Just for my memory later...
I don't actually recall the history here. I had no intention originally to use
__packed, but they just kind of got in there, and it doesn't really hurt so
we've left them.

There are a few CXL structures which need packed (which is unfortunate), but
this isn't one of them.

> > +	const int cel_entries = size / sizeof(*cel_entry);
> > +	int i;
> > +
> > +	cel_entry = (struct cel_entry *)cel;
> > +
> > +	for (i = 0; i < cel_entries; i++) {
> > +		const struct cel_entry *ce = &cel_entry[i];
> 
> Given ce is only ever used to get the ce->opcode maybe better using that
> as the local variable?
> 
> 		u16 opcode = le16_to_cpu(cel_entry[i].opcode)
> 
> Obviously that might change depending on later patches though.
> 

Thanks.

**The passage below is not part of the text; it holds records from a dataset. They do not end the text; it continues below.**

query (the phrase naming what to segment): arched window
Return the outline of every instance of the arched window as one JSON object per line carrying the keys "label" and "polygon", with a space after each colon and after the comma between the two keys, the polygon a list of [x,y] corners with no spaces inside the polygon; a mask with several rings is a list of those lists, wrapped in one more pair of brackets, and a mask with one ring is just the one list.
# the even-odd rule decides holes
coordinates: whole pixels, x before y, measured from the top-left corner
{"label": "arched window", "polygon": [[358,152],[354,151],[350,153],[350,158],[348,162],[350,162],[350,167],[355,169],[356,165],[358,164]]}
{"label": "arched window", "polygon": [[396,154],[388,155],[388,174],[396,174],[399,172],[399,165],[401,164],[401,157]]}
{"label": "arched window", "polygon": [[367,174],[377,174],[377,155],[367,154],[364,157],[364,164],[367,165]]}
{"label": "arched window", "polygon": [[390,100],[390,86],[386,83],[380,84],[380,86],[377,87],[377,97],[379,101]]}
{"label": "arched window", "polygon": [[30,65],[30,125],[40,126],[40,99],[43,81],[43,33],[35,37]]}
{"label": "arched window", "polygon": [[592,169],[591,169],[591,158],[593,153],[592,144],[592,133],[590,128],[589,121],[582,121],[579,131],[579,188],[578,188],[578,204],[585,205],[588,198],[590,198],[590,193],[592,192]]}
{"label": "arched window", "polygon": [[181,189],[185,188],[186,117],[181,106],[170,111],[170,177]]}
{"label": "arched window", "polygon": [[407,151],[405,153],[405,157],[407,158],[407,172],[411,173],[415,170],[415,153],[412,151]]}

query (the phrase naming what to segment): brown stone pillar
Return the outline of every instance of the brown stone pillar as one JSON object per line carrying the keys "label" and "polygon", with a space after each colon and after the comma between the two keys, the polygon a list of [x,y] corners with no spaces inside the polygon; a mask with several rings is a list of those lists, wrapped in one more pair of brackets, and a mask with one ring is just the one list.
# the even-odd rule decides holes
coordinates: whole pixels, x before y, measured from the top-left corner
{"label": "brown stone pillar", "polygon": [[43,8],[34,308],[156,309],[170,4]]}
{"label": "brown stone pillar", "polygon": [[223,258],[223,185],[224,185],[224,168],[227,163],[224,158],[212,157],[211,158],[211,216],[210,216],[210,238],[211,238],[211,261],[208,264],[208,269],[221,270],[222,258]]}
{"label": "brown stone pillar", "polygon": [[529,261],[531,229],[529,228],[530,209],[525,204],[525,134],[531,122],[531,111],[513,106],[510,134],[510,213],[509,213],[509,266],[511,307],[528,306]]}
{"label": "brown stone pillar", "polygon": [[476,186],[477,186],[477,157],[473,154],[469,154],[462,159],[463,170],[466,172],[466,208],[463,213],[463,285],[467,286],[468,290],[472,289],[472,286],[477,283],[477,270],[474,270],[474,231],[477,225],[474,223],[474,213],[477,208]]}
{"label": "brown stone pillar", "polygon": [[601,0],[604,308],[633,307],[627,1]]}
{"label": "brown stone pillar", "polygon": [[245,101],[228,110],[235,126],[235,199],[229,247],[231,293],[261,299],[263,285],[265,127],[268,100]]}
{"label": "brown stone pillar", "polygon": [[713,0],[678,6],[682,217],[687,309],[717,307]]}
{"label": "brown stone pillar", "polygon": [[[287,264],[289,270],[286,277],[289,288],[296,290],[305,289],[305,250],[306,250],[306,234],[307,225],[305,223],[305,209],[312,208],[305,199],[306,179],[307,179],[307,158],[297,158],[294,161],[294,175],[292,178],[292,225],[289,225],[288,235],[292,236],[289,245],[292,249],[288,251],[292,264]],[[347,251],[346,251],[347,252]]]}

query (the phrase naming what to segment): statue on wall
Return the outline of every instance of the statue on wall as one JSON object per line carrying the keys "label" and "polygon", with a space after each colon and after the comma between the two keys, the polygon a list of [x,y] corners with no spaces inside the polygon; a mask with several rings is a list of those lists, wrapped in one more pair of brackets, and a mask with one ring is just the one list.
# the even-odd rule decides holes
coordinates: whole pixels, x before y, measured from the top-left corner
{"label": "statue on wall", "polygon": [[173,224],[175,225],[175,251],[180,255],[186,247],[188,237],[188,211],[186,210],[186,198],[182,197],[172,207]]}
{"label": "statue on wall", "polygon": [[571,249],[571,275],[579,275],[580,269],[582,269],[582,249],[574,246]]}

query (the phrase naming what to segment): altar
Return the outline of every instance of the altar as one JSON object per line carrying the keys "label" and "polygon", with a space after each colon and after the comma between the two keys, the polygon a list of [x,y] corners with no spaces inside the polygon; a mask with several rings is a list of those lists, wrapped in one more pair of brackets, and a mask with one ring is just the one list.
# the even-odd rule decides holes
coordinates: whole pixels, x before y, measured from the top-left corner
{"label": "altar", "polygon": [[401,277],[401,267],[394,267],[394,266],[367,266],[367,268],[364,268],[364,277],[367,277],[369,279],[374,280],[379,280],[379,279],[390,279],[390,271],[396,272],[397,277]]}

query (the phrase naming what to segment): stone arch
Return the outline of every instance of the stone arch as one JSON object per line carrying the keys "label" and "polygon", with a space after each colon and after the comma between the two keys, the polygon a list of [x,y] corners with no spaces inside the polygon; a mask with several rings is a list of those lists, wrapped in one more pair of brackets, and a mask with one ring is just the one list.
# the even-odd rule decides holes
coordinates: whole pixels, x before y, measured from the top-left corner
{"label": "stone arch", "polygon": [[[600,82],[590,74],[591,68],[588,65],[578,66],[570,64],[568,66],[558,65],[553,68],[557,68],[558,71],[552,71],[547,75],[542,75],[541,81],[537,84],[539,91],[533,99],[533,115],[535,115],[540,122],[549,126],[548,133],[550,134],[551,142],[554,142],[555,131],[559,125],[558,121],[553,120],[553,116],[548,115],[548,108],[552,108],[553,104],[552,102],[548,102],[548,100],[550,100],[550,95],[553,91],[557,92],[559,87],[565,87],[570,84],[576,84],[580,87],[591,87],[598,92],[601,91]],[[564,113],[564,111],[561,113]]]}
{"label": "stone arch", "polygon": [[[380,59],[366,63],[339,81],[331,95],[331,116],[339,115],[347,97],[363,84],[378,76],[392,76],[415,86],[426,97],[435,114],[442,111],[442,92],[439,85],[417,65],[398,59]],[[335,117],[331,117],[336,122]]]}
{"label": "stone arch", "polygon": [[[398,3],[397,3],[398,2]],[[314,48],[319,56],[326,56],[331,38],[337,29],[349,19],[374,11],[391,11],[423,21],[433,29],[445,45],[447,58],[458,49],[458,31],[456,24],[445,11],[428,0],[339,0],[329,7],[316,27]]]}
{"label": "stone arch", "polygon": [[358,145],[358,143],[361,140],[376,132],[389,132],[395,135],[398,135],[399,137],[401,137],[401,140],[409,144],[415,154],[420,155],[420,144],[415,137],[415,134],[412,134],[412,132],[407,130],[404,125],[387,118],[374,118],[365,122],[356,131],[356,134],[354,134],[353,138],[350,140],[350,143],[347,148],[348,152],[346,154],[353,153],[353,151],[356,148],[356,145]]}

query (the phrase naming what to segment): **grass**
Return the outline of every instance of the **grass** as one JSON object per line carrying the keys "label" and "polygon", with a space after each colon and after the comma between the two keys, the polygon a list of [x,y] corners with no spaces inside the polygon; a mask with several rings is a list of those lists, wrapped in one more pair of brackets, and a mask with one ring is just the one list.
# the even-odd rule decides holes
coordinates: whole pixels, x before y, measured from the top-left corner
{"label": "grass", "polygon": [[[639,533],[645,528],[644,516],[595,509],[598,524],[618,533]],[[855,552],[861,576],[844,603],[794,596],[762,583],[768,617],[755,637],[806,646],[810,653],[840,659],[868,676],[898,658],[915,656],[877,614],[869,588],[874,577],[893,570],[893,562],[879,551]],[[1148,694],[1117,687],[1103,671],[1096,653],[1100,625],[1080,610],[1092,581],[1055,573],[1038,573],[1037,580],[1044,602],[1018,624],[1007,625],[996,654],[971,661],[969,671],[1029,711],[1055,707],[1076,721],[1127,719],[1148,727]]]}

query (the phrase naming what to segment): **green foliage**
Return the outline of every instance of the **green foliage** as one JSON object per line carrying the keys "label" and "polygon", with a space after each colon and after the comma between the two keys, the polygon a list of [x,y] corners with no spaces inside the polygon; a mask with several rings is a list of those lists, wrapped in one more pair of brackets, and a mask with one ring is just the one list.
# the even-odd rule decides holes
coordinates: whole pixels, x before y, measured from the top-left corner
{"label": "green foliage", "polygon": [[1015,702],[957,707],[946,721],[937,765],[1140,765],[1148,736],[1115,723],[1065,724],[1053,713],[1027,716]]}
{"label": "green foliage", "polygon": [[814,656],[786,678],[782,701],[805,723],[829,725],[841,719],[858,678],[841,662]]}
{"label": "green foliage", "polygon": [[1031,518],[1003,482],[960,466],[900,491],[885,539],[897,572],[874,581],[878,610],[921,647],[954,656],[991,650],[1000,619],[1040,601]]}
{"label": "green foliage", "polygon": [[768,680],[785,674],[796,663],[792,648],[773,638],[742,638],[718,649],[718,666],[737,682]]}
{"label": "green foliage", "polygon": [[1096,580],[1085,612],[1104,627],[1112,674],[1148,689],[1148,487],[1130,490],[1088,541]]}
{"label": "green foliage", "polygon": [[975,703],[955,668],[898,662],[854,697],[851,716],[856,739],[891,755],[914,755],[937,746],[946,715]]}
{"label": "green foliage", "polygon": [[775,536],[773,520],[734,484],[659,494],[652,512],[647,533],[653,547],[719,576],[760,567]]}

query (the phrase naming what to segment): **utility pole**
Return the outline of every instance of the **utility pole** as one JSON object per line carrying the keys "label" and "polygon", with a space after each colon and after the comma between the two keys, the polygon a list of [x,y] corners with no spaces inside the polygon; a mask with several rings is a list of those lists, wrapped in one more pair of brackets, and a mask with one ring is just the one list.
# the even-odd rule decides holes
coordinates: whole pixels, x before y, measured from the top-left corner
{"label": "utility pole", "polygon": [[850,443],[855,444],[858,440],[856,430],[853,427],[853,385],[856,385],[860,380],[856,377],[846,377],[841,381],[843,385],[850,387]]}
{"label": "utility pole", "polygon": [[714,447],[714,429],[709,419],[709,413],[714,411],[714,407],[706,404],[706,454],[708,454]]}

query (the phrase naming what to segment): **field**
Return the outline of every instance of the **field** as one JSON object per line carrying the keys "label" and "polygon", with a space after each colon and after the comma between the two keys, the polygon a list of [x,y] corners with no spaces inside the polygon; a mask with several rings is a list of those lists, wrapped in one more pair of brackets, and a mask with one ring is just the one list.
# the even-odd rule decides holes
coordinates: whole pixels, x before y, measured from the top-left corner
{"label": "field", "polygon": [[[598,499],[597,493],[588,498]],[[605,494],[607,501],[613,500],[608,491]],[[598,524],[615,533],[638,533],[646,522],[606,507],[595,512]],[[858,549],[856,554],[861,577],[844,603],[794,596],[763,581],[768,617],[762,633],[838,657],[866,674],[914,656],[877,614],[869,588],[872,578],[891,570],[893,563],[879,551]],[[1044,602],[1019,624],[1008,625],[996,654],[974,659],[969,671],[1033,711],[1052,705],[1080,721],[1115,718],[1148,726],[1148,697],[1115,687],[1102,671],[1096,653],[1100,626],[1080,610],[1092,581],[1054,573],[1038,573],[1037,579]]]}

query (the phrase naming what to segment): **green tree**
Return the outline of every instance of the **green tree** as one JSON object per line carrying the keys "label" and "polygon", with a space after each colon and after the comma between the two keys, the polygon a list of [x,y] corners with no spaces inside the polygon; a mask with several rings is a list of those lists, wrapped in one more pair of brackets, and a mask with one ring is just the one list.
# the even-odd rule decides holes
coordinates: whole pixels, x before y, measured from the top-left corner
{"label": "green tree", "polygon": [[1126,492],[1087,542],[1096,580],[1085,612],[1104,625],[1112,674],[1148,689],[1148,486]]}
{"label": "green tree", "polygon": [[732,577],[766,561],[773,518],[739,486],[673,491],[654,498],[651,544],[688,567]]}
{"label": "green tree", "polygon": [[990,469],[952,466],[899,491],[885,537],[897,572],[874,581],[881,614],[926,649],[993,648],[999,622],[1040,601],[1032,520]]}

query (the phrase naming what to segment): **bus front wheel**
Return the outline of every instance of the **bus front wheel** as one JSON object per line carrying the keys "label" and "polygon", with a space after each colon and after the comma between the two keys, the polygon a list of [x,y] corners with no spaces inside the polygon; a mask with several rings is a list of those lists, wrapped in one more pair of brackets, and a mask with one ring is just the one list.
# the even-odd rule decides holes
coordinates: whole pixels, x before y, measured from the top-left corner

I did this and got rid of the const below and was able to remove the
line split below.

You'll learn I'm a little const-happy.

> 
> > +		const struct cxl_mem_command *cmd =
> > +			cxl_mem_find_command(le16_to_cpu(ce->opcode));
> > +
> > +		if (!cmd) {
> > +			dev_dbg(&cxlm->pdev->dev, "Unsupported opcode 0x%04x",
> 
> Unsupported by who? (driver rather than hardware)
> 
> > +				le16_to_cpu(ce->opcode));
> > +			continue;
> > +		}
> > +
> > +		cxl_enable_cmd(cxlm, cmd);
> > +	}
> > +}
> > +
> > +/**
> > + * cxl_mem_enumerate_cmds() - Enumerate commands for a device.
> > + * @cxlm: The device.
> > + *
> > + * Returns 0 if enumerate completed successfully.
> > + *
> > + * CXL devices have optional support for certain commands. This function will
> > + * determine the set of supported commands for the hardware and update the
> > + * enabled_cmds bitmap in the @cxlm.
> > + */
> > +static int cxl_mem_enumerate_cmds(struct cxl_mem *cxlm)
> > +{
> > +	struct device *dev = &cxlm->pdev->dev;
> > +	struct cxl_mbox_get_supported_logs {
> > +		__le16 entries;
> > +		u8 rsvd[6];
> > +		struct gsl_entry {
> > +			uuid_t uuid;
> > +			__le32 size;
> > +		} __packed entry[2];
> > +	} __packed gsl;
> > +	struct mbox_cmd mbox_cmd = {
> > +		.opcode = CXL_MBOX_OP_GET_SUPPORTED_LOGS,
> > +		.payload_out = &gsl,
> > +		.size_in = 0,
> > +	};
> > +	int i, rc;
> > +
> > +	rc = cxl_mem_mbox_get(cxlm);
> > +	if (rc)
> > +		return rc;
> > +
> > +	rc = cxl_mem_mbox_send_cmd(cxlm, &mbox_cmd);
> > +	if (rc)
> > +		goto out;
> > +
> > +	if (mbox_cmd.return_code != CXL_MBOX_SUCCESS) {
> > +		rc = -ENXIO;
> > +		goto out;
> > +	}
> > +
> > +	if (mbox_cmd.size_out > sizeof(gsl)) {
> > +		dev_warn(dev, "%zu excess logs\n",
> > +			 (mbox_cmd.size_out - sizeof(gsl)) /
> > +				 sizeof(struct gsl_entry));
> 
> This could well happen given spec seems to allow for other
> entries defined by other specs.

Interesting. When I read the spec before (multiple times) I was certain it said
other UUIDs aren't allowed. You're correct though that the way it is worded,
this is a bad check. AIUI, the spec permits any UUID and as such I think we
should remove tainting for unknown UUIDs. Let me put the exact words:

Table 169 & 170
"Log Identifier: UUID representing the log to retrieve data for. The following
 Log Identifier UUIDs are defined in this specification"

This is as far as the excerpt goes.